The figures from The Crowdfunding Centre reveal that the UK market alone is worth about £1.5bn.

As traditional banks become more risk-averse, crowdfunding allows businesses to raise the money they need from a large number of potential investors. Thanks to social media companies can create a community of owners who often want to be involved in a particular brand, business or sector.

It is an different way to raise funds rather than using traditional methods such as trade credit, asset-backed finance, invoice discounting, angel investment or venture capital.

Manufacturing and retail are the two most popular industries currently using crowdfunding.

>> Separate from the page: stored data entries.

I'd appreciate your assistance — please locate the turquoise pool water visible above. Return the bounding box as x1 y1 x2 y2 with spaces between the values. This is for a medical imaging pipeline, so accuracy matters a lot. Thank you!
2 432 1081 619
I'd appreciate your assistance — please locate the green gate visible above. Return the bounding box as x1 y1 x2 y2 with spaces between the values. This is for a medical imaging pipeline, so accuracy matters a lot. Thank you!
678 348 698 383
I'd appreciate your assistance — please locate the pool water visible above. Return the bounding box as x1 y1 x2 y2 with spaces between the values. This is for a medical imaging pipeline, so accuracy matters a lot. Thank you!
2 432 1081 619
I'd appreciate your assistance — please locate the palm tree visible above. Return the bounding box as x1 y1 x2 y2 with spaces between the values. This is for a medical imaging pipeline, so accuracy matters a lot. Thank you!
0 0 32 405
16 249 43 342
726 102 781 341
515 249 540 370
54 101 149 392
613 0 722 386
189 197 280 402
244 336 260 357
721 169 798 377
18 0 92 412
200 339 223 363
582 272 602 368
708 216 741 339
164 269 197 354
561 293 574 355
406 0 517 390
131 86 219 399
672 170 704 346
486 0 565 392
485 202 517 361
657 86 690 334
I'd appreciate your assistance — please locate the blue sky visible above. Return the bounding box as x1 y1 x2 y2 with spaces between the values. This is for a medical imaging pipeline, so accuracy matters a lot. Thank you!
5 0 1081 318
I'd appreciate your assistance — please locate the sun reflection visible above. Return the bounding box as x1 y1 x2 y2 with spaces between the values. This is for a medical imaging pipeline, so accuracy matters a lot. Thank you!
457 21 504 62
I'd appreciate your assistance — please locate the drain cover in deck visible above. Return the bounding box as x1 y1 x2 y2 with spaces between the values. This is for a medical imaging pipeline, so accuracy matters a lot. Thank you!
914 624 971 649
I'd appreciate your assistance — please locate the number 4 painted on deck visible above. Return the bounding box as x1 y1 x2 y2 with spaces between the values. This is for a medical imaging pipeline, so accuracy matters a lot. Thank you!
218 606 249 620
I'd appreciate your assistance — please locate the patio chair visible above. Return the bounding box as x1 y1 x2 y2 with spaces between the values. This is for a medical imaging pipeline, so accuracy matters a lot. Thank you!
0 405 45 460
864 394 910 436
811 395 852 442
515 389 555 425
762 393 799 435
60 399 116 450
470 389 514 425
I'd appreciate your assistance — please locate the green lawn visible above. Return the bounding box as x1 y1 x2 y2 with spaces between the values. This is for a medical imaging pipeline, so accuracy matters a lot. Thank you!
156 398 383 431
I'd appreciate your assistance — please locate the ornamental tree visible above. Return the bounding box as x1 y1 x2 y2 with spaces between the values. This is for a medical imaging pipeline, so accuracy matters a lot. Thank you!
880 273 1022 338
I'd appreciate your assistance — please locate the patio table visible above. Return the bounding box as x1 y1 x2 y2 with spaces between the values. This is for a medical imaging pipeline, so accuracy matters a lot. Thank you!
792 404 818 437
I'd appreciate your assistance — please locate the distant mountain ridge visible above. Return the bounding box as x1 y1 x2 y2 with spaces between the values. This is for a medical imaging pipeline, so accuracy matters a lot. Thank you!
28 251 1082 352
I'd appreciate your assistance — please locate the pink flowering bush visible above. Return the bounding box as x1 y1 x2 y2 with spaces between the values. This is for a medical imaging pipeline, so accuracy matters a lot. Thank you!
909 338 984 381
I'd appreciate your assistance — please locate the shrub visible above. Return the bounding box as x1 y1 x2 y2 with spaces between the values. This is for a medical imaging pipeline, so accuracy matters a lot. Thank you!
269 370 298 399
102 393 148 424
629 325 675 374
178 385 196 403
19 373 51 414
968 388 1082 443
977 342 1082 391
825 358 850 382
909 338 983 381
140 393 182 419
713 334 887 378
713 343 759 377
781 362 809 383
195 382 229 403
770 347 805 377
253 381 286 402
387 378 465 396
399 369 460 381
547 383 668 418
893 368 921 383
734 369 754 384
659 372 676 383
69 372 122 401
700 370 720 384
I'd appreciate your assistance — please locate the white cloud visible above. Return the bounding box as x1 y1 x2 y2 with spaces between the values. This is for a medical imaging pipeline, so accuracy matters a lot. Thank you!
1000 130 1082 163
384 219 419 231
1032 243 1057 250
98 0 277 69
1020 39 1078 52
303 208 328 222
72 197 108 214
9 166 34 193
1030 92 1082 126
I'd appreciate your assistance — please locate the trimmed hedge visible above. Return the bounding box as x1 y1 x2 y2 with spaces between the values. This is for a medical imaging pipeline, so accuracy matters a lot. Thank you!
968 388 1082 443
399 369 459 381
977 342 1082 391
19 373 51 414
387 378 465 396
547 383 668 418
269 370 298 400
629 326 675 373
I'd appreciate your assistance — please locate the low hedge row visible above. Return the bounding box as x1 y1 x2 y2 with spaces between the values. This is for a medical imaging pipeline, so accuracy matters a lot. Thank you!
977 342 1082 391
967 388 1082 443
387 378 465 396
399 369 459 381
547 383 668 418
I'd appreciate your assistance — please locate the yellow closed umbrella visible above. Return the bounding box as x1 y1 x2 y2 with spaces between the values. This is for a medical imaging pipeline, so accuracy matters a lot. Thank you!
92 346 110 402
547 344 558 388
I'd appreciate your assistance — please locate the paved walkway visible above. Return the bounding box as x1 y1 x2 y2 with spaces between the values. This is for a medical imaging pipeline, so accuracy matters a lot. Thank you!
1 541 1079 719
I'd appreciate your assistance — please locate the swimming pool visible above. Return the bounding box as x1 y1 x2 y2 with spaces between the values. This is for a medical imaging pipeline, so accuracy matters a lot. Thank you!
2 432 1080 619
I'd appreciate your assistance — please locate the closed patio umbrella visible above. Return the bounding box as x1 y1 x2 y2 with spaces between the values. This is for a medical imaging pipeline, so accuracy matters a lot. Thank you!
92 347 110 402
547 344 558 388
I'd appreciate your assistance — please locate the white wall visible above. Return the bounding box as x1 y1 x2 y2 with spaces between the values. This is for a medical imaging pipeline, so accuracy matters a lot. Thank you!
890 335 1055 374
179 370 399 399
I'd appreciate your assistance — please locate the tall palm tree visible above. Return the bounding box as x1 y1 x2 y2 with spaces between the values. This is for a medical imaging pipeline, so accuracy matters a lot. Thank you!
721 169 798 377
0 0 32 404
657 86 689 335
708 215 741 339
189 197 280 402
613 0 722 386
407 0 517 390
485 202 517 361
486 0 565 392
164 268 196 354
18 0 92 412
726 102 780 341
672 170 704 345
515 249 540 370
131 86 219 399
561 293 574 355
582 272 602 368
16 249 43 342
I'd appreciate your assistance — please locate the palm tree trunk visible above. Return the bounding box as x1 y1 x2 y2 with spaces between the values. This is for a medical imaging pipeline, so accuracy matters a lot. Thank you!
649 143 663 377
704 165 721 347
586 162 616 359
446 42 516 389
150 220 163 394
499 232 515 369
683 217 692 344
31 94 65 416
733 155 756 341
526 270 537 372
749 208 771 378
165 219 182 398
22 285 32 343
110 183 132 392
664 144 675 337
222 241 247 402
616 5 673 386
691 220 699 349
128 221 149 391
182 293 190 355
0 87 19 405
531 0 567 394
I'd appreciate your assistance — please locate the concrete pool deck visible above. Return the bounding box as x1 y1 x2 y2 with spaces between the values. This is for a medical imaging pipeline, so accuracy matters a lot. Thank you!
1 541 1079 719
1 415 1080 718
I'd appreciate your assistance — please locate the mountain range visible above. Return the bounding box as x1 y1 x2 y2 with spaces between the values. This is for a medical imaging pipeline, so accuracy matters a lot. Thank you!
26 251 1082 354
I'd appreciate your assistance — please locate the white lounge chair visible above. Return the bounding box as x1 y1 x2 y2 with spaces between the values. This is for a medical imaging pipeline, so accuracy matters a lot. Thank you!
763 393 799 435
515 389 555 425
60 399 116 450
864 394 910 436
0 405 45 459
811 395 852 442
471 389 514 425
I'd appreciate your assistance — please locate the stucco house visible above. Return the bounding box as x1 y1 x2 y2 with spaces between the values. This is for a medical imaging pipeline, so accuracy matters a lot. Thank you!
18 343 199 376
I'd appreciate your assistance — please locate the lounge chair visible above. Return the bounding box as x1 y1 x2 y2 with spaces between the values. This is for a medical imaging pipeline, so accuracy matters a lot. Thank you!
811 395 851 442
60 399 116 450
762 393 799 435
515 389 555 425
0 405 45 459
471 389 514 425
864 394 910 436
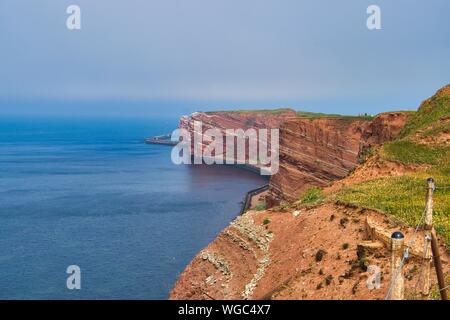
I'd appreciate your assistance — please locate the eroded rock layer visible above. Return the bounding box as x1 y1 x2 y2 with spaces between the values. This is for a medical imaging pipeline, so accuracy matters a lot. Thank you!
267 112 410 204
170 205 449 300
178 109 297 164
179 110 409 203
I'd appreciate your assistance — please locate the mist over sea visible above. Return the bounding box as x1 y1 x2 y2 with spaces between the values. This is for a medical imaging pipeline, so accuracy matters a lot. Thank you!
0 117 267 299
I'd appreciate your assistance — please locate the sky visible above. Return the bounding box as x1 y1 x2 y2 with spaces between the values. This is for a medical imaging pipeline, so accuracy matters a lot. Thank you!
0 0 449 118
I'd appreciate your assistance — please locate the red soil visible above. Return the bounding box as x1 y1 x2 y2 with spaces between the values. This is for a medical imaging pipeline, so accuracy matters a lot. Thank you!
170 204 449 300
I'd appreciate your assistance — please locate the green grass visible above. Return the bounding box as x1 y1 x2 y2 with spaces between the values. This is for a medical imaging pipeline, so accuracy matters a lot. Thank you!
399 92 450 138
204 108 375 119
296 110 374 120
254 201 267 211
203 108 409 121
430 274 450 300
421 122 450 138
335 163 450 247
336 85 450 247
359 146 375 164
299 187 325 205
381 140 450 165
204 108 294 114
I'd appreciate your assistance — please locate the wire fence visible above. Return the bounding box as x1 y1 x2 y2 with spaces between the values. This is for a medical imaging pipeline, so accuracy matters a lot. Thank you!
384 204 428 300
384 182 449 300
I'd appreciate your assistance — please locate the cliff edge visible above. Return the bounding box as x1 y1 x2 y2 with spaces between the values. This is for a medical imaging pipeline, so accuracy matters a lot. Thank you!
170 85 450 300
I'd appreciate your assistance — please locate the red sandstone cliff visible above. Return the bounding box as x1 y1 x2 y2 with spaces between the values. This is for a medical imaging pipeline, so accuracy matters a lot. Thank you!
178 109 410 203
170 109 413 300
179 109 298 133
179 109 296 162
267 112 411 204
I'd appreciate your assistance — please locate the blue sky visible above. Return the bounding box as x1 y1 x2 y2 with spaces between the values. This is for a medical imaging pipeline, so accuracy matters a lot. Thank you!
0 0 449 117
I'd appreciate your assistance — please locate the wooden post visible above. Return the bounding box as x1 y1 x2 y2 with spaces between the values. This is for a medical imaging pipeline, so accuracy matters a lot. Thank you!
420 177 434 299
431 229 448 300
389 231 405 300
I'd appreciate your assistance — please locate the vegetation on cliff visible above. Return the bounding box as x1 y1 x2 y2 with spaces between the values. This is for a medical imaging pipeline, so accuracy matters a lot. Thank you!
296 110 374 120
398 85 450 138
204 108 294 114
203 107 375 120
298 187 325 205
171 85 450 300
381 140 449 165
335 85 450 247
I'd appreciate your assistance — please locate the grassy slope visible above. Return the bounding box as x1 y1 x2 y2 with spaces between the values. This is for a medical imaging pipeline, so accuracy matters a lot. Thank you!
296 110 374 120
204 108 375 120
335 85 450 246
398 88 450 138
204 108 294 114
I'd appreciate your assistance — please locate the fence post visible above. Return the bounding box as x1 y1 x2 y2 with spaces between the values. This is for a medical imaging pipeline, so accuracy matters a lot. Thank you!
420 177 434 299
425 177 448 300
389 231 405 300
431 228 448 300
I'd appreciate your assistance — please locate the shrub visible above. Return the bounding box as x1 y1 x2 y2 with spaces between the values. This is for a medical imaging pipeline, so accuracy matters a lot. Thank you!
315 249 327 262
299 187 325 205
254 201 266 211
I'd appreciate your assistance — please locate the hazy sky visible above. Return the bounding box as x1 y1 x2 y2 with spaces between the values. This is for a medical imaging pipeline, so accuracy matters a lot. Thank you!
0 0 449 117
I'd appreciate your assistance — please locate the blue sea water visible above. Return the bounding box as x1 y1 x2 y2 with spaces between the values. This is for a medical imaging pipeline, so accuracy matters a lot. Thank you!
0 117 267 299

According to the UK Crowdfunding Association’s chair Julia Groves, about 44% of SMEs have heard of crowdfunding but so far only 9% have used it.

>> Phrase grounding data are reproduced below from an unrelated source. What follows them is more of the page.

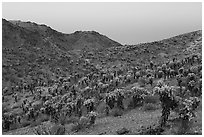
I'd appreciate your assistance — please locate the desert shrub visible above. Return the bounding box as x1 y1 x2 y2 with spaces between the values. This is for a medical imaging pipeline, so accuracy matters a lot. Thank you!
143 103 158 111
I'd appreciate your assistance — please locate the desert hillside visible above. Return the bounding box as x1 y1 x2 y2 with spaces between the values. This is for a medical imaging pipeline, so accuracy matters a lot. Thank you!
2 19 202 135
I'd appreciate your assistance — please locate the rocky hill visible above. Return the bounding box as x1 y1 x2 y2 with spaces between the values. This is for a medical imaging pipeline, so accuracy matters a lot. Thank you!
9 20 122 50
2 19 122 88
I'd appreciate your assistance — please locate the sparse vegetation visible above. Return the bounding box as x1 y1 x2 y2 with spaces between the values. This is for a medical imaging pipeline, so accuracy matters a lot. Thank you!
2 18 202 135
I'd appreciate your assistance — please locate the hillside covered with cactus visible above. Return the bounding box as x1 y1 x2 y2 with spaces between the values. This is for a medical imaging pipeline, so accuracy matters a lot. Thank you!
2 18 202 135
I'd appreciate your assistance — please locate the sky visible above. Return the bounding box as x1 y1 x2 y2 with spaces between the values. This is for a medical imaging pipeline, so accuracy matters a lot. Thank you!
2 2 202 45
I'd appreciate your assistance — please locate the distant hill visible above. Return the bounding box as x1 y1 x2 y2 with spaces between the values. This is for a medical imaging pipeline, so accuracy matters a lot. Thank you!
9 20 122 50
2 18 122 87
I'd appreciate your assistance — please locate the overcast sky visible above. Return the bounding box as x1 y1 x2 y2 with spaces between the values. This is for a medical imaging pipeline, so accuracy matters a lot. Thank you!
2 2 202 45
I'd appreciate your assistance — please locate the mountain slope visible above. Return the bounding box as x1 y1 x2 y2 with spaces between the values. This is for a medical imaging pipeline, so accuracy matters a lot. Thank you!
9 20 122 50
2 18 202 88
2 19 122 88
2 19 66 87
1 20 79 87
86 30 202 70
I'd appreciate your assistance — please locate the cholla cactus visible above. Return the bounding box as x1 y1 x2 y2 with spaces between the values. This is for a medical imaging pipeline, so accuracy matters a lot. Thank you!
152 86 160 95
87 111 98 125
178 97 200 121
83 98 95 106
188 80 196 86
187 73 196 82
157 79 165 88
87 111 98 117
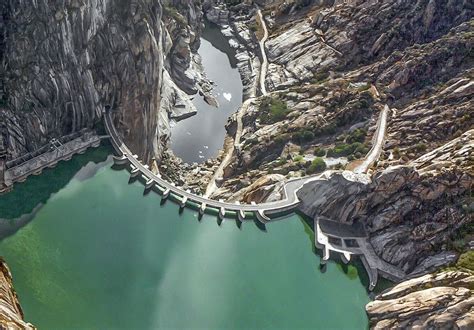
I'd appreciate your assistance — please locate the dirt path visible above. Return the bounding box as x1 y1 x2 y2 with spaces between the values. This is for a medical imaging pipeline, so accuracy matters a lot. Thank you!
257 9 269 96
354 104 389 174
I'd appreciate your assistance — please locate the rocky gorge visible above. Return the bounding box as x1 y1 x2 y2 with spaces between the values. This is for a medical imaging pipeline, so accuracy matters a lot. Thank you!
0 0 473 328
0 0 215 166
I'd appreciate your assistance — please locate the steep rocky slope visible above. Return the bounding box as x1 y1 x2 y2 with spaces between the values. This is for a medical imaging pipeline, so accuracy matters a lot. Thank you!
208 0 473 200
0 0 207 165
196 0 473 295
298 130 473 275
0 259 35 329
367 270 474 329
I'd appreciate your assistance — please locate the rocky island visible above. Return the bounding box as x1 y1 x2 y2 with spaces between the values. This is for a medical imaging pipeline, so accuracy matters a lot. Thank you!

“Before finding your investors you need to work out exactly what your business pitch is. Can you get it down into a two minute video?” she says. “Then you need to choose a suitable crowdfunding platform and calculate an accurate valuation of your business. Finally, warm up family, friends and even customers who might want to become investors.”

 

Platform choices

SMEs must decide which crowdfunding platform is best suited to their needs.

  • Debt crowdfunding known as peer to peer lending is similar to getting finance for a business or project through traditional means. Investors will expect a financial return
  • Equity crowdfunding gives investors shares or a stake in the business in return for their financial investment. SMEs should give away as little equity as they can and ideally not more than 25%.  Investors are usually experienced funders
  • Reward crowdfunding is where an investor’s contribution is acknowledged with a reward, such a free entry to an event

“You can raise significant sums in a few days and pitching a project or business through crowdfunding can be a valuable form of marketing and you receive ideas on how to improve your business,” says Groves.

 

Risks exist

Crowdfunding is not for everyone. Businesses must set a target amount to generate, and if this isn’t reached the money is returned to the investors and the SME is left empty handed. Failed crowdfunding projects can also damage a business’s reputation.